University of British Columbia, Master’s in Bioinformatics, 2018

UW-Madison, MD/PhD, 2019-present

Projects

Predicting individualized treatment effect in critical care trials

The efficacy of a particular therapy is typically summarized across the trial population as an average treatment effect. However, averages may mask heterogeneity in treatment effect, with some individuals benefitting more than the average and some individuals benefiting less than the average. We have found that individualized treatment effect models developed in a single critical care trial are able to identify groups of individuals with varying treatment response, highlighting the potential of these models to inform treatment decisions, once validated.

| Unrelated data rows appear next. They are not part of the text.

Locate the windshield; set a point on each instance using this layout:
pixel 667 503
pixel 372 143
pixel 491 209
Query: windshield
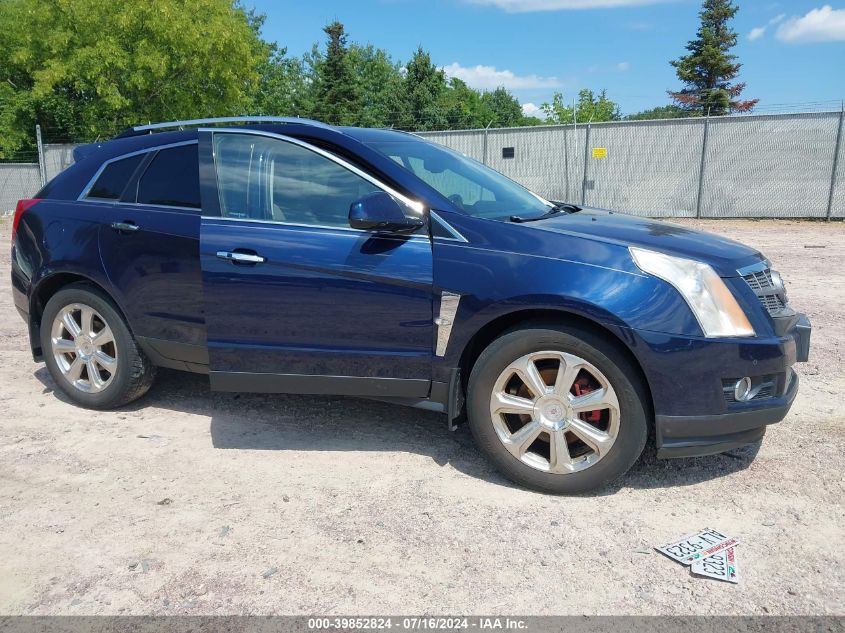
pixel 469 185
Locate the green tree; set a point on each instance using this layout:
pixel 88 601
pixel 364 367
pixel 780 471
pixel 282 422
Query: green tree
pixel 504 108
pixel 423 89
pixel 335 89
pixel 590 108
pixel 463 107
pixel 709 69
pixel 379 86
pixel 85 69
pixel 660 112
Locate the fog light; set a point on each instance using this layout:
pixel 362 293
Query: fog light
pixel 742 390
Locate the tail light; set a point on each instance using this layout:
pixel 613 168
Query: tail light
pixel 23 205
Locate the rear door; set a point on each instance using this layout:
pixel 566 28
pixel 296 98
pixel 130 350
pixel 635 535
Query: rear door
pixel 295 299
pixel 149 244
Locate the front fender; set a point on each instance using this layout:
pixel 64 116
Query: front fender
pixel 493 283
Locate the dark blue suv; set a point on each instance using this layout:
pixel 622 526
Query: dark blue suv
pixel 289 256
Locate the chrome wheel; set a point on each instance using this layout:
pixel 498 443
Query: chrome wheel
pixel 83 347
pixel 555 412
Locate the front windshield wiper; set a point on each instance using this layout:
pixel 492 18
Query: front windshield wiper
pixel 569 208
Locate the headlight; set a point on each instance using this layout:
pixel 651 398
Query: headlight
pixel 708 297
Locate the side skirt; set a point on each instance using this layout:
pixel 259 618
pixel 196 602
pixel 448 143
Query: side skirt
pixel 322 385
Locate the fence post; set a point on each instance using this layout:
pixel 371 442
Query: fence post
pixel 484 160
pixel 586 162
pixel 42 168
pixel 702 164
pixel 835 161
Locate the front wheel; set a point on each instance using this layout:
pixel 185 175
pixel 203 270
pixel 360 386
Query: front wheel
pixel 90 351
pixel 557 410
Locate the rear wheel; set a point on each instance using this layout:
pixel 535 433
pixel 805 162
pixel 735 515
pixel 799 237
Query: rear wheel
pixel 557 410
pixel 90 351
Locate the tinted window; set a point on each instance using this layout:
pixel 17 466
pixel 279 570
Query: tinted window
pixel 172 179
pixel 478 190
pixel 114 178
pixel 269 179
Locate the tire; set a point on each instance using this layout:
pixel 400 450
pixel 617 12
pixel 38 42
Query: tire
pixel 543 466
pixel 67 355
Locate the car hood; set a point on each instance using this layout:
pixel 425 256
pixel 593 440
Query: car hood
pixel 723 254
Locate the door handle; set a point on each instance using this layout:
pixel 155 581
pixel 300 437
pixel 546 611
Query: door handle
pixel 241 258
pixel 127 225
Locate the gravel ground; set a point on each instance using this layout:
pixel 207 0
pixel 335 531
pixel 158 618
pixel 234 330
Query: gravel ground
pixel 189 502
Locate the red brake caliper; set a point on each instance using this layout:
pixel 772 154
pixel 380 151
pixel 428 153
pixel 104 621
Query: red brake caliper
pixel 582 387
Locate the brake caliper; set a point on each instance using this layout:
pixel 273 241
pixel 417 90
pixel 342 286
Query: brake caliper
pixel 582 387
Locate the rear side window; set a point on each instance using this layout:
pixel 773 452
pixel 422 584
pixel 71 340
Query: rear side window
pixel 172 178
pixel 114 178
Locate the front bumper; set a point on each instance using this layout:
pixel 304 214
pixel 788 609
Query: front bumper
pixel 695 413
pixel 695 435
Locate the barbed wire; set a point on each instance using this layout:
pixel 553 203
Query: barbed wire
pixel 403 120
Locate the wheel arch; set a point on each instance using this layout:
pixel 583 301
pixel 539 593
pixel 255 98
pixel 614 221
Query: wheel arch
pixel 521 318
pixel 44 291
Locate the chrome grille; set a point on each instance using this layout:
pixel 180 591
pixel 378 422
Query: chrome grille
pixel 772 295
pixel 760 280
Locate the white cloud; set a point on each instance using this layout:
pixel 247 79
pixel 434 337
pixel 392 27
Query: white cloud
pixel 524 6
pixel 532 109
pixel 756 33
pixel 819 25
pixel 490 78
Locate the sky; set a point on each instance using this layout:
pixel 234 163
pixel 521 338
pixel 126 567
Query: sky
pixel 792 51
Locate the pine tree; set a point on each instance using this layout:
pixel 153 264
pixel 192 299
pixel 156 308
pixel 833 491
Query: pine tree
pixel 336 90
pixel 709 68
pixel 424 86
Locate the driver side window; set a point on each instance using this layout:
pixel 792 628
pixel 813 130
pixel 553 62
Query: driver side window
pixel 262 178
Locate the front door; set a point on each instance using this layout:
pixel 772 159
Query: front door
pixel 296 300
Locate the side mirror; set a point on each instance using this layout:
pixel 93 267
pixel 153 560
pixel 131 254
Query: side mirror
pixel 380 213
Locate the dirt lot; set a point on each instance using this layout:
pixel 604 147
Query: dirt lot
pixel 199 503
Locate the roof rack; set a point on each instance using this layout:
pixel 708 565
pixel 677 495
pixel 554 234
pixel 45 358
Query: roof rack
pixel 152 127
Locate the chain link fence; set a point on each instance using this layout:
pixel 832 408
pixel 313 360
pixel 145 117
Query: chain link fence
pixel 17 180
pixel 774 165
pixel 777 166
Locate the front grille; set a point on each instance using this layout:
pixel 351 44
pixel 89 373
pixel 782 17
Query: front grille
pixel 760 280
pixel 772 297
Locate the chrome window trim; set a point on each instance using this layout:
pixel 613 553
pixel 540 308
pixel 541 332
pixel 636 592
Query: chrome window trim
pixel 754 268
pixel 84 193
pixel 414 205
pixel 456 236
pixel 230 119
pixel 321 227
pixel 163 207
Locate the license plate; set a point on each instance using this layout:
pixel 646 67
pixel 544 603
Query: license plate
pixel 696 546
pixel 721 566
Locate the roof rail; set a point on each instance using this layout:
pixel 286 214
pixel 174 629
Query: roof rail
pixel 152 127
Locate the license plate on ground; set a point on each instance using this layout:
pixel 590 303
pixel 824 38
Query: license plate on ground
pixel 696 546
pixel 721 566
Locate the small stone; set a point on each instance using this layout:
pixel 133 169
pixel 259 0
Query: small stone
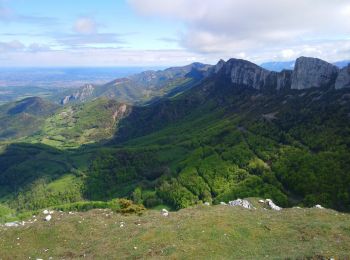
pixel 165 213
pixel 272 205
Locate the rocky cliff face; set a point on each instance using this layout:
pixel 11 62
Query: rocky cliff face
pixel 245 73
pixel 313 73
pixel 343 80
pixel 308 73
pixel 81 95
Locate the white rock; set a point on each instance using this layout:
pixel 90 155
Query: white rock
pixel 165 213
pixel 239 202
pixel 12 224
pixel 272 205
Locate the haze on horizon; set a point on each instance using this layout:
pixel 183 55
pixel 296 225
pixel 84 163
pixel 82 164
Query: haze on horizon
pixel 166 32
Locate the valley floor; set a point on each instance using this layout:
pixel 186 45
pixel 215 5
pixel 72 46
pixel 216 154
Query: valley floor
pixel 202 232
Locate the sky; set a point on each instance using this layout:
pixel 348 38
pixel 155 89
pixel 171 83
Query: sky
pixel 42 33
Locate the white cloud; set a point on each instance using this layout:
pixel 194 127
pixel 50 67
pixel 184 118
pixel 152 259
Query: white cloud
pixel 11 46
pixel 279 29
pixel 100 57
pixel 85 25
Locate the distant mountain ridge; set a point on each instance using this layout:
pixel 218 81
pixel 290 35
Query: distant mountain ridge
pixel 289 65
pixel 149 86
pixel 307 73
pixel 143 87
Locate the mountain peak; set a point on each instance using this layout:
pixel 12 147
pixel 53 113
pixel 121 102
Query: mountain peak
pixel 313 72
pixel 31 105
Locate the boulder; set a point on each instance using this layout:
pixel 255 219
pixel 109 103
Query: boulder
pixel 247 74
pixel 313 73
pixel 12 224
pixel 165 213
pixel 239 202
pixel 343 79
pixel 272 205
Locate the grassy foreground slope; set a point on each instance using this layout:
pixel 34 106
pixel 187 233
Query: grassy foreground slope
pixel 202 232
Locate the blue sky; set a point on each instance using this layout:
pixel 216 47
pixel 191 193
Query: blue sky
pixel 169 32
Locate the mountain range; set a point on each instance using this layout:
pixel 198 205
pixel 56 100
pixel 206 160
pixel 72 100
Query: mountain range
pixel 183 136
pixel 289 65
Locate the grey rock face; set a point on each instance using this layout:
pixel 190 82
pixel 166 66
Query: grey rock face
pixel 245 73
pixel 82 94
pixel 343 80
pixel 312 72
pixel 284 79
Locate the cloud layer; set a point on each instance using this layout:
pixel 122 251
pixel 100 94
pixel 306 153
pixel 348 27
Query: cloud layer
pixel 258 29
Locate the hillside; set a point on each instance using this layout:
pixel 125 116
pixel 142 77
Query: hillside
pixel 242 131
pixel 215 232
pixel 78 124
pixel 143 87
pixel 25 117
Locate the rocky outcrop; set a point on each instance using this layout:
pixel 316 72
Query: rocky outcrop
pixel 242 203
pixel 308 73
pixel 343 80
pixel 246 74
pixel 82 94
pixel 313 73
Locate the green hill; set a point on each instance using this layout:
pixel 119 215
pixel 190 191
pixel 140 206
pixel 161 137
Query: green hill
pixel 215 142
pixel 23 118
pixel 214 232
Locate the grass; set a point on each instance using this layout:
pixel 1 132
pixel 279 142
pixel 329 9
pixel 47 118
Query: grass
pixel 202 232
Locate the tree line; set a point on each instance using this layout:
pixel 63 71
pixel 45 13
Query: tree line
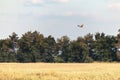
pixel 35 47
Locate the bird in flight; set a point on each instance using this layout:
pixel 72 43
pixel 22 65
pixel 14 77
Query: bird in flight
pixel 80 26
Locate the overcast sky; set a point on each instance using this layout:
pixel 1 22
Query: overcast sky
pixel 59 17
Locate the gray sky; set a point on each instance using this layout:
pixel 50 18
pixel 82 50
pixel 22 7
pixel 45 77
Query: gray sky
pixel 59 17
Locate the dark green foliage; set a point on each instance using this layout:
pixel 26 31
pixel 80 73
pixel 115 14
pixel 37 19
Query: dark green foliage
pixel 34 47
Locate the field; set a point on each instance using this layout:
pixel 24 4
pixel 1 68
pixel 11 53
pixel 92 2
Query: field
pixel 59 71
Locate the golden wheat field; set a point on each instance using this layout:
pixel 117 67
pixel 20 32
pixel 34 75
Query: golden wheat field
pixel 59 71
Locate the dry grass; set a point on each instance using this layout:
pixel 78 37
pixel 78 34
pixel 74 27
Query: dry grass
pixel 59 71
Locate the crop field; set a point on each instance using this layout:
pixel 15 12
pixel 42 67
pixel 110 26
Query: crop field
pixel 59 71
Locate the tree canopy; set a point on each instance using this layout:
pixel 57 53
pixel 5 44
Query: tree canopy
pixel 35 47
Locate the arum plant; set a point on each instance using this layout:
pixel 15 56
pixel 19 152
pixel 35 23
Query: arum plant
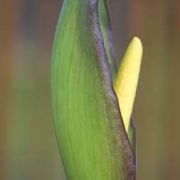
pixel 92 101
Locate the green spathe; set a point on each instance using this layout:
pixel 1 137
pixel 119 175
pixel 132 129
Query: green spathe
pixel 91 136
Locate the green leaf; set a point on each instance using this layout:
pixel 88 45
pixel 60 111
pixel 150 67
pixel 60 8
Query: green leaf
pixel 91 136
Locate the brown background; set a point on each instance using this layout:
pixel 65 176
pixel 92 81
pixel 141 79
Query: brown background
pixel 28 148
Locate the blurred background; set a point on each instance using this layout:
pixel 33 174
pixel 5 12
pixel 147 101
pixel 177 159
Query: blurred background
pixel 28 149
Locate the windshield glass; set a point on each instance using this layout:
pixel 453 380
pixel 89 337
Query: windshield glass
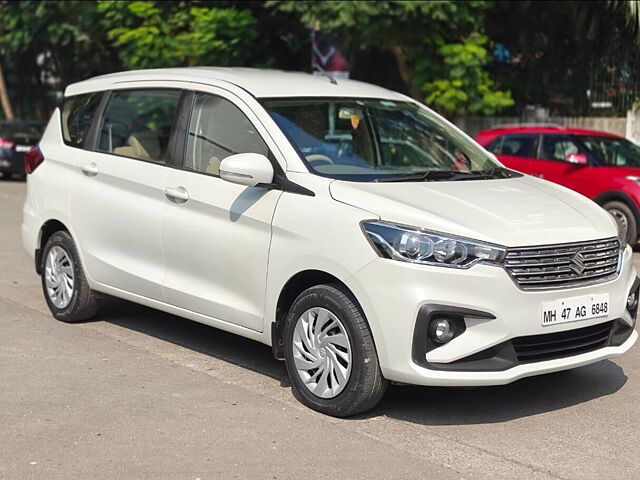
pixel 379 140
pixel 613 151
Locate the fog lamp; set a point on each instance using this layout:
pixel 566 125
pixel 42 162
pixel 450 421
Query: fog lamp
pixel 632 301
pixel 441 330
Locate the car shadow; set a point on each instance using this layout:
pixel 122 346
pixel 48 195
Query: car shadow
pixel 421 405
pixel 195 336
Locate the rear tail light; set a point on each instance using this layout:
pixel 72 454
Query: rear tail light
pixel 32 159
pixel 6 143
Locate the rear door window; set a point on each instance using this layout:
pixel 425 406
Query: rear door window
pixel 519 145
pixel 218 129
pixel 137 124
pixel 558 147
pixel 77 115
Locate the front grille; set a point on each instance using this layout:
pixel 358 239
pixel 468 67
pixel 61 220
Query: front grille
pixel 537 348
pixel 563 266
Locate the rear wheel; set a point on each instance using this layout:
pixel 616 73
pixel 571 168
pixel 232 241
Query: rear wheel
pixel 330 354
pixel 622 214
pixel 63 281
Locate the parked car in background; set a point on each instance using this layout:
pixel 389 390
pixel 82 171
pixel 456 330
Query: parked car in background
pixel 16 138
pixel 599 165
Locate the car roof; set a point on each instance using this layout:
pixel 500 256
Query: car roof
pixel 260 83
pixel 495 132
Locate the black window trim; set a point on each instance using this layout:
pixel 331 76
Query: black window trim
pixel 280 180
pixel 177 145
pixel 184 141
pixel 86 141
pixel 169 161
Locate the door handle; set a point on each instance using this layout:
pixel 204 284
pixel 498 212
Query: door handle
pixel 90 169
pixel 177 194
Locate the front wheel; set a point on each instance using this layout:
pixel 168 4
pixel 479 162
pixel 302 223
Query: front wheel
pixel 330 354
pixel 626 219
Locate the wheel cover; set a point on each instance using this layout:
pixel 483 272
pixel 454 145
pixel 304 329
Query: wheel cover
pixel 322 352
pixel 58 277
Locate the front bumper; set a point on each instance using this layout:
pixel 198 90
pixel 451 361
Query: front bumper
pixel 393 293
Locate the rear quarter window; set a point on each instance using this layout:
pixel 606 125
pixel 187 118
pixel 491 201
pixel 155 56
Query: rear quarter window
pixel 77 115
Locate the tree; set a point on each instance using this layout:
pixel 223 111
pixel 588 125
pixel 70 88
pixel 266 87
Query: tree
pixel 465 87
pixel 418 34
pixel 170 34
pixel 44 45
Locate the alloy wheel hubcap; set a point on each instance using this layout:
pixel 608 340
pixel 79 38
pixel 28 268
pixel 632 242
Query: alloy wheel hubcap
pixel 321 352
pixel 59 278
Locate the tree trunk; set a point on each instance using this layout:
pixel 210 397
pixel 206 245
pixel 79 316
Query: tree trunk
pixel 403 68
pixel 4 98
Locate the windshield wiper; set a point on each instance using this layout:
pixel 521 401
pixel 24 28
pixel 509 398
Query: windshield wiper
pixel 451 175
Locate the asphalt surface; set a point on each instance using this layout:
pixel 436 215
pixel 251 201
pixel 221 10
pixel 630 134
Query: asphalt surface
pixel 137 393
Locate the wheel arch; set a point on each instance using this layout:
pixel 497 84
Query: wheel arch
pixel 297 284
pixel 48 228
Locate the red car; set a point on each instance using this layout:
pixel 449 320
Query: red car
pixel 599 165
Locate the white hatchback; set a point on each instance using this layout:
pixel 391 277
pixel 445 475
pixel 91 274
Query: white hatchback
pixel 358 233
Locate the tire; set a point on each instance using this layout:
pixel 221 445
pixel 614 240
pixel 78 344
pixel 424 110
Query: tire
pixel 331 311
pixel 62 272
pixel 621 212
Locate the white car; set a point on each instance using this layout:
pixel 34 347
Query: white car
pixel 266 204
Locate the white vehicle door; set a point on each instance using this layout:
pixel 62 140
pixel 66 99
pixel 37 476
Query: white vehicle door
pixel 215 234
pixel 118 192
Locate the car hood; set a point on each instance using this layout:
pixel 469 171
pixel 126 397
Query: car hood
pixel 512 212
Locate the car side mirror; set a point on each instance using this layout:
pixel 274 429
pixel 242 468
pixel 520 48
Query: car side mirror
pixel 250 169
pixel 577 158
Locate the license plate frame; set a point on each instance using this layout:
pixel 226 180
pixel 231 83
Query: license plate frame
pixel 574 309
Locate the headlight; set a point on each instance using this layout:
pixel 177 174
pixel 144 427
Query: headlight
pixel 413 245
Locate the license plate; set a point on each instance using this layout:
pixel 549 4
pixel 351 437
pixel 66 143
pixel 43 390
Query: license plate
pixel 574 309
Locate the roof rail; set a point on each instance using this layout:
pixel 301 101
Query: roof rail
pixel 531 124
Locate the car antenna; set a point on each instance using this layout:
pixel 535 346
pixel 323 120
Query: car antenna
pixel 331 78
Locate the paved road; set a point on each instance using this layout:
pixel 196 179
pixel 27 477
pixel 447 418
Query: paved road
pixel 142 394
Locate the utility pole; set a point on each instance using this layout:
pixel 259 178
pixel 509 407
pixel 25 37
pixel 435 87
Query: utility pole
pixel 4 97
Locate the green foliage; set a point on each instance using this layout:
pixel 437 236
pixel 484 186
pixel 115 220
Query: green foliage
pixel 387 23
pixel 466 87
pixel 169 34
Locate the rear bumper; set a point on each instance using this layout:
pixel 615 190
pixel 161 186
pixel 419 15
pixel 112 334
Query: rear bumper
pixel 12 163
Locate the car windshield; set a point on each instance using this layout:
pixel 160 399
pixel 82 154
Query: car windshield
pixel 613 151
pixel 379 140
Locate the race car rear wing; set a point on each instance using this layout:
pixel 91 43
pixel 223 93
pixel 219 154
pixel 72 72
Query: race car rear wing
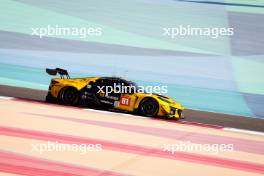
pixel 59 71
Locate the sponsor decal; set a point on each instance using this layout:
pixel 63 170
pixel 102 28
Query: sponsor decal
pixel 124 101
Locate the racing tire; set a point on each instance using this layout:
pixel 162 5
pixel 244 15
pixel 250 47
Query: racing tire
pixel 69 96
pixel 148 107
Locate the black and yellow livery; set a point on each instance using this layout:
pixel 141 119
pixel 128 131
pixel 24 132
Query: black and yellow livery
pixel 86 91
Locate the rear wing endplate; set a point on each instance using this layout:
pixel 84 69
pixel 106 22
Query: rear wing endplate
pixel 62 72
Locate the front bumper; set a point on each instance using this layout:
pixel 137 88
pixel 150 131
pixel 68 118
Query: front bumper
pixel 172 112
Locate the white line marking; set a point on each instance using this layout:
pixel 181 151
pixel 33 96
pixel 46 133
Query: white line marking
pixel 244 131
pixel 6 98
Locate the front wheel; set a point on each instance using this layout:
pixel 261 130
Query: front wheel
pixel 69 96
pixel 149 107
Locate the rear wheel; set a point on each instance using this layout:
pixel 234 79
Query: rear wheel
pixel 149 107
pixel 70 96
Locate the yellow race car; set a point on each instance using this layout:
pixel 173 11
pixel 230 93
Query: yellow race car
pixel 109 93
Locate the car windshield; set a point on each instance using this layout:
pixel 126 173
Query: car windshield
pixel 134 86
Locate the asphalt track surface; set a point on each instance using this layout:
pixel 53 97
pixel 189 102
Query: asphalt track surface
pixel 191 116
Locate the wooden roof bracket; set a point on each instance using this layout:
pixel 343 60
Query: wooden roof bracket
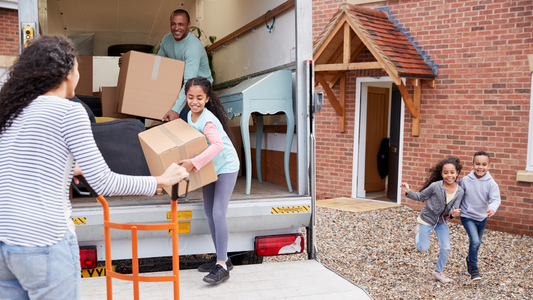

  • Seitz, Kevin., Spicer, A., Casey, J., Buell, K., Qian, E., Graham Linck, E., Churpek, Matt., et al. “Individualized treatment effects of bougie vs stylet for tracheal intubation in critical illness”. American Journal of Respiratory and Critical Care Medicine. 2023.

  • Afshar, M., Graham Linck, E., Spicer, A., Rotrosen, J., Salisbury-Afshar, E., Sinha, P., Semler, C., Churpek, M. “Machine Learning-Driven Analysis of Individualized Treatment Effects Comparing Buprenorphine and Naltrexone in Opioid Use Disorder Relapse Prevention”. Journal of Addiction Medicine. 2024.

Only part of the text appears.